Managing risk with model-based simulations

Historical data analysis and system simulation can help manage the risk associated with meeting solar farm production goals

A reduction in actual solar-farm production compared to expected production will negatively affect the profitability of a solar farm. In the planning stages, detailed simulation models can provide solar-farm developers with the means to determine the spread of expected production. From this, developers can be more confident of the range of the expected return on investment.

Once the solar farm is operational, monitoring and analysis of historical data can help quantify any discrepancies between predicted and actual power outputs, and give the engineering team the means to make well-informed recommendations on improving the efficiency of the overall systems. Using simulation models as an in-service support tool, which can be continually refined and verified through comparison with historical data, provides the means to troubleshoot operational discrepancies in more detail and manage the risk associated with maintenance and plant expansion plans.

“Without simulation, solar farm developers may not be exposed to the detail of system response until the integration and commissioning stage,” says Graham Dudgeon, energy-production industry marketing manager at software developer MathWorks. “By then, if there are errors or the farm is not producing as expected, then you need to find out why and fix it — a potentially time-consuming and expensive task.”

Simulation software, however, lets users design sites to get a feel for how the farm and power-conversion systems will operate and how all components work together.
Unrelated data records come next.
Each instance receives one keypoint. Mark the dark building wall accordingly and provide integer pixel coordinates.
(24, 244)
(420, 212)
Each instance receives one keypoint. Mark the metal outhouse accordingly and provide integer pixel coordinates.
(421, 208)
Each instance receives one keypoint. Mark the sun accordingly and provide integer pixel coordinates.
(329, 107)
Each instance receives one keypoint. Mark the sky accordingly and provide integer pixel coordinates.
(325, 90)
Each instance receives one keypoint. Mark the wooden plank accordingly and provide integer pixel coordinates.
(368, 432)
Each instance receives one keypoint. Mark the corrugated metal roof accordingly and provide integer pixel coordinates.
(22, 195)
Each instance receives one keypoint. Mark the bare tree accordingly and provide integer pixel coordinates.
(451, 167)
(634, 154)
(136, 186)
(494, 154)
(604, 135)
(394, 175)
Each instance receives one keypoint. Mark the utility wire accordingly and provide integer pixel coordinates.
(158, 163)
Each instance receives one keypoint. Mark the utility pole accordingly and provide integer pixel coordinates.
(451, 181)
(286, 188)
This lets engineers find errors and fix them before construction. Simulation is just a small part of how software, such as MathWorks MATLAB, can help manage risks associated with power generation.
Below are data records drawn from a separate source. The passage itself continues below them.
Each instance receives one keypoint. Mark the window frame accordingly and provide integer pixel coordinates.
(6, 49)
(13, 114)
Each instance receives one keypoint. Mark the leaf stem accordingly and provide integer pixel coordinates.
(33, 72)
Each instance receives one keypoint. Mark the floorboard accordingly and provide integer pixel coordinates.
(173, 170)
“The ability to access, analyze, and report system data is key to optimizing performance and managing risk,” Dudgeon says. “Solar companies can use historical data to optimize power generation and operational efficiency.”

Accessing data
Today, modern data loggers make it possible to gather enormous amounts of data. But to reduce risks, it must be organized so analysts can find problems and understand system performance before they become bigger issues.

“A large solar farm can generate multiple measurements during operation and have, potentially, gigabytes worth of data,” Dudgeon says. “Measuring and storing is done in a variety of ways, such as with SCADA (supervisory control and data acquisition) systems and data historians. However, once data is available, the challenge lies in how to sort through and use it to find and diagnose problems or improve the system’s efficiency.”

Programs such as MATLAB can access a variety of data sources, Dudgeon explains, such as OPC (open process control) servers and SQL (Structured Query Language) databases, to bring in measured data from an instrument or database — no matter what form the data is in.

Analyzing data
Historical data may be reviewed over a period of hours, days, or years, Dudgeon explains. When looking at large volumes of information, you want to understand the time-line you are interested in and the events on the system, such as component failures. You need a means to do this. MATLAB lets users view and understand historical data to find ways to improve solar-farm operation. The goal is to make sure the solar farm is operating at maximum potential for the maximum amount of time. Software can make this easier.

“Say you’re looking at insolation, energy the sun is actually providing over the solar farm,” Dudgeon says. “The sun is bright and the solar farm is operating. You know the panels should be producing, say, 100 mW. But suppose the equipment is only producing 80 mW. When you see you aren’t getting the expected efficiency, the challenge lies in finding out why.”

The discrepancy could be due to many reasons such as component failures or control systems not doing what you’d like them to do. Analyzing the data can help determine the cause. The main problem will be the large amount of information. Dudgeon says MATLAB can perform computationally intensive tasks faster than traditional programming languages.

Report the data
Once technicians visualize the data and perform numeric computations, they can publish the results. They explore the data, record the information and share it in a Word document, PowerPoint, PDF, etc. Dudgeon says once an engineer identifies the reasons for the mismatch, he can provide recommendations to remedy the problem and report those recommendations in convenient ways.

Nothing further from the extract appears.